Good: Has good amount of time to decide what to do
Bad: Has less knowledge about a program
When illustrating a pipeline. How can you visualize that some functional units take more than one cycle (e.g. FP)
Draw a loop from the end of the FU to the beginning of it
What does compiler optimization aim to fix?
Reduce effect of stalling (hazard, FP operations, etc.)
What can the compiler do to reduce the amount of stalls?
Static scheduling
Loop unrolling
What is static scheduling?
- Reorder ‘independent’ instructions to places where the program might otherwise have stalls
- If an instruction, that is otherwise independent of other instructions, update the value of a register. If this register is in use by e.g. a load, because this load adds an offset to the register value, we can update this offset to fit the new register value. Meaning, the load address is still preserved.
What is loop unrolling?
Place a number of iterations after each other.
If an operation is common for all iterations, e.g. ADD R1, R1, #-8.
If 4 iterations are placed after each other, this ADD can be removed from the iterations and placed at the bottom, but with an updated immediate value:
ADD, R1, R1, #-32
Instead of branching back to the loop label after every iteration, place the branch instruction after the iterations that has been placed after each other.
If 4 iterations are placed after each other, we only need to branch every 4 iterations, instead of the previous 1.
How can static scheduling be used with loop unrolling?
When iterations has been layed out, we now have more iterations to possibly be able to reorganize.
An example is if every iteration contains independent ADD-instructions and every iteration contains a LOAD, the loads can first be placed directly after each other, and then the ADDs that are dependent on the loads. As the loads and ADDs now are far enough apart, we won’t need to stall the pipeline.
(Might need to use register renaming to avoid hazards)
How can loop unrolling be done for dynamic loops?
Dynamic loops are loops that we do not know how many iterations they have. The number of iterations can for example depend on user input.
Do the unrolling in 2 stages:
- (n mod k), n: iterations, k: number of copies of body
- Execute (n mod k) times the body of the original loop (all the cases not dividable by k, meaning they do not fit the unrolling)

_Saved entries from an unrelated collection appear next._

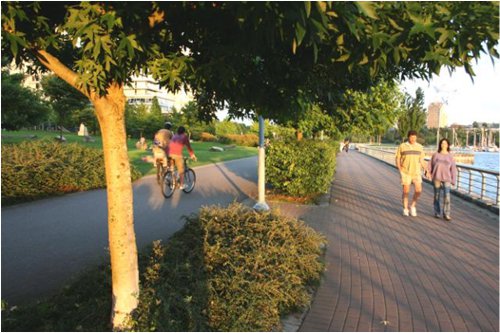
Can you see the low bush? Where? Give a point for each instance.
(32, 170)
(249, 140)
(228, 269)
(207, 137)
(300, 168)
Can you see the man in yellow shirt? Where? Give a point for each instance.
(410, 162)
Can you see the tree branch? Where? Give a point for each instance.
(60, 70)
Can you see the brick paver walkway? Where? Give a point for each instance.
(395, 273)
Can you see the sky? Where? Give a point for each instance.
(467, 101)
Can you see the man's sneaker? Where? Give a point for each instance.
(413, 211)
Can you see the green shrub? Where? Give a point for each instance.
(228, 269)
(249, 140)
(32, 170)
(207, 137)
(300, 168)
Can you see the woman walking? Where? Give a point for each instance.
(443, 173)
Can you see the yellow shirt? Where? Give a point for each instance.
(163, 136)
(410, 156)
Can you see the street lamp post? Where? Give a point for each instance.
(261, 204)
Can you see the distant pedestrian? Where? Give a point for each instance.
(443, 172)
(410, 162)
(346, 146)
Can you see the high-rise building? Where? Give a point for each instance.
(436, 115)
(143, 89)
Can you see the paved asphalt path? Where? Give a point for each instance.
(47, 242)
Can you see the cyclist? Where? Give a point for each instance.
(175, 147)
(160, 143)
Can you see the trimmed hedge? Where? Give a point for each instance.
(33, 170)
(300, 168)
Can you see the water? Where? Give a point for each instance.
(488, 161)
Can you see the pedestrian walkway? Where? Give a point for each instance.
(387, 272)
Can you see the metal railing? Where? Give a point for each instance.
(476, 183)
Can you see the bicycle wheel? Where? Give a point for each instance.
(189, 180)
(159, 172)
(168, 185)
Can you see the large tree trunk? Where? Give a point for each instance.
(299, 135)
(110, 111)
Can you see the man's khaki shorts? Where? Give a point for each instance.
(407, 179)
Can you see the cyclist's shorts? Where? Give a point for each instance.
(179, 163)
(159, 154)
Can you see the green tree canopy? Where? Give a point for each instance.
(371, 112)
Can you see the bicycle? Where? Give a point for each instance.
(171, 179)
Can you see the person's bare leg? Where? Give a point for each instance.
(406, 191)
(416, 195)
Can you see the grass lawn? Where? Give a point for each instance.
(201, 149)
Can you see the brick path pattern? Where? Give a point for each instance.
(387, 272)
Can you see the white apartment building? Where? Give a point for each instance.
(143, 89)
(436, 115)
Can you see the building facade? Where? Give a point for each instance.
(143, 89)
(436, 115)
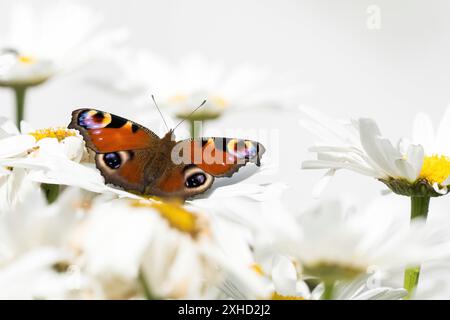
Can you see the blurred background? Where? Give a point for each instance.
(381, 59)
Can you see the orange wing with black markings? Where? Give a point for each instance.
(219, 157)
(105, 132)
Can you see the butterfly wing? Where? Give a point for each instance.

- Unroll the body and execute this (n/k) times
Most of the cases, n is large, meaning most of the time is spent on the unrolled loop.
What are some cons of loop unrolling? (3)
Growth in code size: need more flash memory
For large loops: Can get multiple copies of instructions that takes up space in the L1 cache. Can increase instruction cache miss rate.
Register pressure: Requires a lot more registers. If we don’t have enough registers to allocate all live values, might lose all advantage of loop unrolling.
What are the 3 types of cache misses?
Compulsary: First-reference miss, miss on infinite cache
Capacity: Would not happen in an infinite
Conflict: Because of restrictions on where a block can be placed. Does not occur in fully associative.
What is prefetching?
Speculating on what accesses can happen in the future.
Bring the speculated data from lower parts of the memory hierarchy, and into the caches.
What types of cache misses does prefetching aim to fix?
Compulsary misses
What are some issues that prefetching needs to deal with?
Prediction: Need good predictions
Timeliness: Data need to be available at the right time.
Resources: Avoid cache and bandwidth pollution. If we use too much prefetching, we are taking up resources.
What are some questions we need to consider when doing prefetching?
What addresses to fetch?
When to initiate a prefetch request?
Where in the memory hierarchy to place the prefetched data?
How should prefetching be done? (SW, HW, execution-based, cooperative)
Why is it important to be careful when deciding what addresses to prefetch?
Prefetching uses resources, if the data that are prefetched are useless, we are wasting these resources.
(Bandwidth, cache space, prefetch buffer space, energy)
How is the metric Accuracy calculated in prefetching?
Accuracy = Useful_prefetches / total_number_of_prefetches
How do we know what to prefetch?
Predict based on previous access patterns.
Use the compiler’s knowledge of data structures (useful when doing software prefetching).
Prefetching algorithm.